Und ja, bei x=0 ist die Rückstellende Kraft (F=k*L*sin(0)) gerade 0, sonst wäre es ja auch nicht die Ruhelage, einverstanden?
| jumi hat Folgendes geschrieben: | | Ich habe angenommen, dass die entspannte Feder die Länge Le = L hat und für den Fall, dass Le < L ist, die Feder trotzdem in der Ruhelage die Länge L einnimmt (also mit einer Vorspannung). |
Ich weiß nicht, wie ich es noch beschreiben soll:
Eine Feder mit Federhärte k hat im freien, entspannten Zustand (liegt einfach nur rum oder so) eine sehr geringe Länge, man kann sie hier gleich 0 setzen, weil sie viel geringer ist, als die Abmessungen, die sonst in der Versuchsanordnung vorkommen.
Jetzt wird sie in die Anordnung eingebaut: Abstand vom festen Punkt P zu der Führungsschiene ist L und die Masse auf der Führungsschiene kann sich auf dieser hin und her bewegen.

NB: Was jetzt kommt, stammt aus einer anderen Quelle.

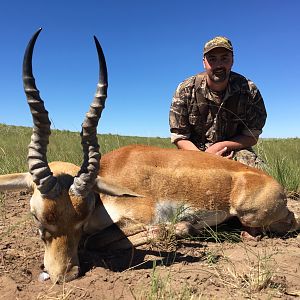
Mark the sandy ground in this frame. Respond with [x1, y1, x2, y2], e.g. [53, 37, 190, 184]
[0, 192, 300, 300]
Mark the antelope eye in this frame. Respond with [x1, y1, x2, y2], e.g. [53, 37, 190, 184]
[39, 226, 52, 242]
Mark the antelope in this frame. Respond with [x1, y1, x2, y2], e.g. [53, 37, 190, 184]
[0, 29, 300, 282]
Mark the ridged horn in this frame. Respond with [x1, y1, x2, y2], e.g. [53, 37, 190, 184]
[70, 36, 108, 197]
[23, 28, 57, 195]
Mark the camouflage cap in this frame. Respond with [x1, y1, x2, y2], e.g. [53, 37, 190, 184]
[203, 36, 233, 55]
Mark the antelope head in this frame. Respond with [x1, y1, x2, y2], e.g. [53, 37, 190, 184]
[5, 29, 107, 282]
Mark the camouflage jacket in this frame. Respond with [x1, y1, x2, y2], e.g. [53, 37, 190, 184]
[169, 72, 267, 150]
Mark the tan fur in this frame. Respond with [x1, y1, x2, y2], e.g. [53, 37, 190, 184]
[0, 145, 299, 282]
[100, 145, 287, 227]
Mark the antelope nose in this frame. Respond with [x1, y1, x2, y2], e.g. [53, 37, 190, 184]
[63, 266, 80, 282]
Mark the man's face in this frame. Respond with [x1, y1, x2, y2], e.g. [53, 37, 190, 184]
[203, 48, 233, 83]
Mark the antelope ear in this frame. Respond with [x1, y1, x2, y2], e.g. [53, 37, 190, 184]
[0, 172, 33, 191]
[93, 176, 143, 197]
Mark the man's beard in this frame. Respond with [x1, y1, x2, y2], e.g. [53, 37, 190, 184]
[209, 68, 229, 83]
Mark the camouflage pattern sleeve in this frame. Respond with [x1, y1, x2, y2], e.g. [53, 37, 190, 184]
[242, 80, 267, 138]
[169, 81, 191, 143]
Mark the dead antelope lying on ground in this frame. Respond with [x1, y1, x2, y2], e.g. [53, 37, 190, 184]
[0, 30, 299, 282]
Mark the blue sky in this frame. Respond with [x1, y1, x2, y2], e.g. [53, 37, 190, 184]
[0, 0, 300, 137]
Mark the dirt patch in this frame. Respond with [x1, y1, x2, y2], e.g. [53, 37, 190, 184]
[0, 192, 300, 300]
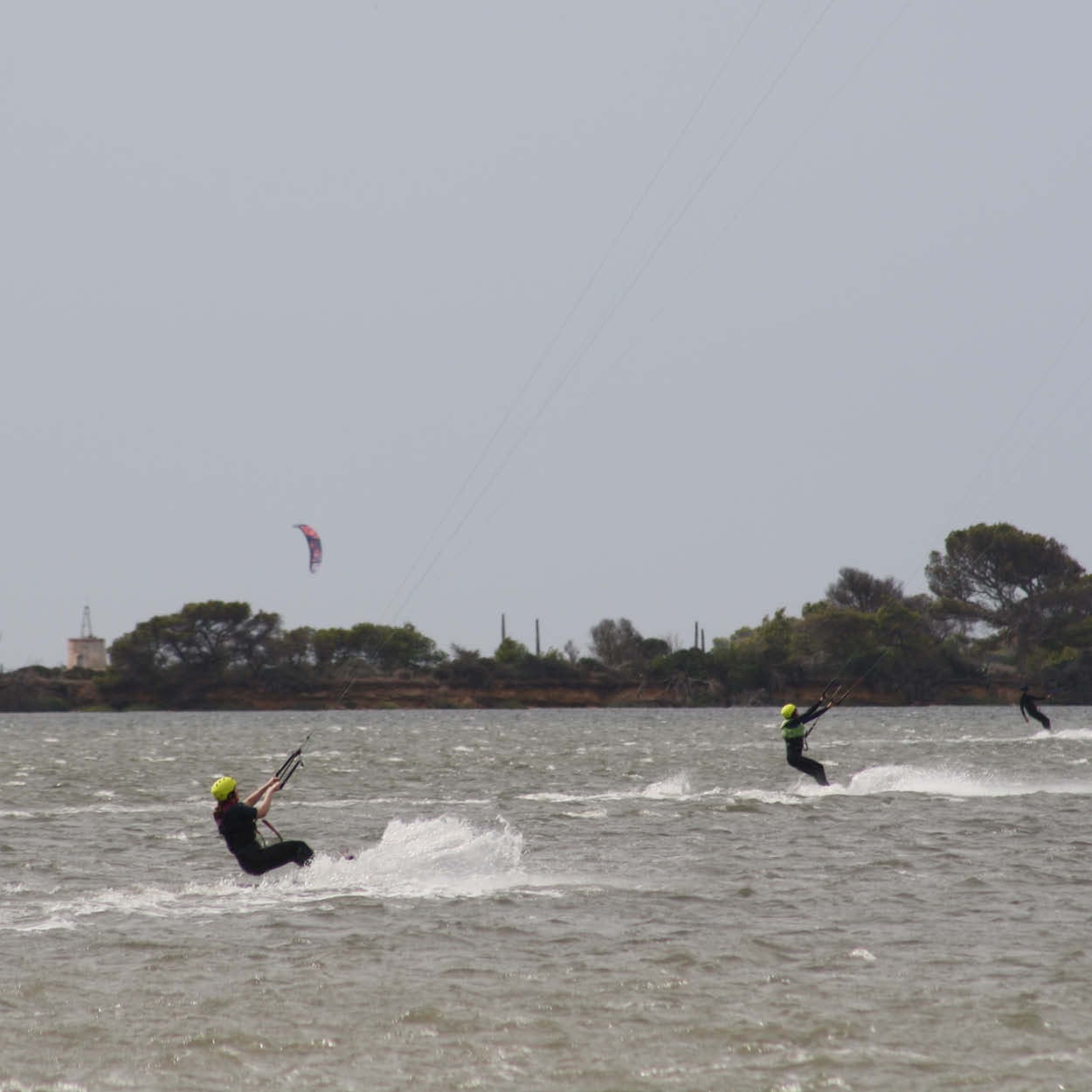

Auf die Schiene legen wir noch die x-Achse. Der nächste Punkt auf der Führungsschiene zu dem festen Punkt P sei bei x=0.
Jetzt wird zwischen der Masse und dem Punkt P die vorhin beschriebene Feder eingebaut. In der Ruheposition bei x=0, hat sie dann eben die Vorspannung L und eine Federkraft von k*L senkrecht auf die Führungsschiene. Bei einer Auslenkung x ist die Kraft zurückstellend.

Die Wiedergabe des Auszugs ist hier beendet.